As one of the most significant high-level conferences in the region, the Belgrade Security Conference gathered over 300 participants and 50 speakers from various avenues, such as government officials, diplomats, the think tank community, civil society, media, and academia. Igor Bandović, Director of the Belgrade Centre for Security Policy, and Srđan Cvijić, President of the BCSP's International Advisory Committee, opened the conference. The comprehensive take on security challenges included panel discussions on the war in Ukraine, regional instability, EU Enlargement, energy topics, and the state of democracy in the region.
The opening statements included a reflection on the fragility of peace against the backdrop of the ongoing war in Ukraine, the escalation of violence in the Middle East, and regional security threats such as the recent attacks in Kosovo. Furthermore, the organizers emphasized the need to address the reality of the current state of arts globally and realistically assess the region's future. The conference also paid homage to Milovan Milovanović, a Serbian statesman and diplomat, and his views on what Serbian foreign policy should be. “This year’s conference is dedicated to Milovan Milovanović, a diplomat and statesman. Milovanović liked naval metaphors, believing that Serbia should tie itself to a larger ship to find a safe harbor. Russia is not that ship at this moment,” said Srđan Cvijić.
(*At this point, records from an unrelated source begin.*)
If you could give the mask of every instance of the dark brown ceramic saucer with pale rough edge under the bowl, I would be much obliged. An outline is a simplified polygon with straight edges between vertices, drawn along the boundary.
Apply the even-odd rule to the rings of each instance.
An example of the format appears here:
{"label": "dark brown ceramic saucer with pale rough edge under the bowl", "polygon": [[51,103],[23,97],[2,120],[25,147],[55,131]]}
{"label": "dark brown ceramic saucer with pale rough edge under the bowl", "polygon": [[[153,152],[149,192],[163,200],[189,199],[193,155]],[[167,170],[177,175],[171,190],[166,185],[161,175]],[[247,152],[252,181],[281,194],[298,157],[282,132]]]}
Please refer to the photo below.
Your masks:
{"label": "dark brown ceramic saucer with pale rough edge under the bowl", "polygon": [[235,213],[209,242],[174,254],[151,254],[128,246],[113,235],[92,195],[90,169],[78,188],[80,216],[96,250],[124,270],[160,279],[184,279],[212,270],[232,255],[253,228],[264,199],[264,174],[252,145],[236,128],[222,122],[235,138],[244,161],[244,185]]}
Apart from the overall support to the project that the Belgrade Security Conference is, FES Dialogue SOE and FES Serbia and Montenegro collaborated on two thematic discussions on the agenda, „Zeitenwende: A U-turn Nobody Predicted“ and „State Capture in the Western Balkans and the World. “ Both discussions gathered insights from renowned regional and international experts such as Nikola Dimitrov, Jelena Pejić Nikić, Reinhard Priebe, Lenche Ristoska, Rachel Tausendfreund, Florian Bieber, Christoph Matschie, and Anna Kuchenbecker.
In the first discussion, we discussed the momentous shift in Germany's evolving foreign policy following the onset of the war in Ukraine. Chancellor Olaf Scholz's Zeitenwende speech, delivered shortly after Russia's aggression in Ukraine, promised a "180-degree course correction." This included a substantial €100 billion fund for increased military spending. The speech received widespread support from German and international leaders, igniting hopes that Germany could transform into a geopolitical powerhouse overnight. Our panelists delved deeper into assessing this significant shift, the implications that it will have, and what remains to be done on the EU level.
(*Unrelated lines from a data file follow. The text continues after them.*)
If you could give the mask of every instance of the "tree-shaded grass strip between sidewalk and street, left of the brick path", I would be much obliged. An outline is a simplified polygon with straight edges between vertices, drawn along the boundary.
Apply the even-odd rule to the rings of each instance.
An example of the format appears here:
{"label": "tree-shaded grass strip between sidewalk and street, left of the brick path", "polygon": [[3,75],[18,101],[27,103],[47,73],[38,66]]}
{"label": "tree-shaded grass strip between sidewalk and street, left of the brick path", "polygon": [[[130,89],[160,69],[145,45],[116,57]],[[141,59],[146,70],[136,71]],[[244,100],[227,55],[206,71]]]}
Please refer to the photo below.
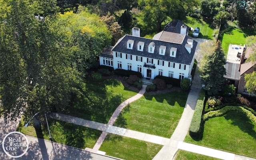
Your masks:
{"label": "tree-shaded grass strip between sidewalk and street, left of the brick path", "polygon": [[[86,128],[68,122],[53,120],[52,118],[47,119],[52,141],[60,144],[65,144],[81,149],[86,147],[93,148],[94,144],[102,133],[101,131],[94,130],[92,128]],[[32,121],[30,123],[33,124]],[[22,118],[17,131],[26,135],[50,140],[46,124],[42,125],[42,130],[36,131],[33,126],[24,127],[24,121]]]}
In the second discussion, supported by our colleagues in Belgrade, experts explored the intricate concept of a "captured state," emphasizing that it extends beyond mere corruption and affects various facets of society. This phenomenon involves the subordination of state institutions, judiciary, media, and free speech to political and private interests, as North Macedonia's experience exemplifies. The panelists stressed the need for comprehensive reforms and an "inside-out" approach, with civil society and free media playing crucial roles in combatting state capture and fostering the rule of law in the Western Balkans.
While the conference did emphasize the role of Serbia in regional security topics and foreign policy, the overall discussions at this edition of BSC went beyond. They covered many significant angles, including the European Political Community, state capture, unmasking election meddlers, the 25th anniversary of the Good Friday Agreement, feminist foreign policy, cyber security, and philanthropy. It remains an essential regional forum for discussing these topics. FES Dialogue SOE is honored to have contributed to yet another successful edition, in line with our commitment to improving democracy and stability in Southeast Europe.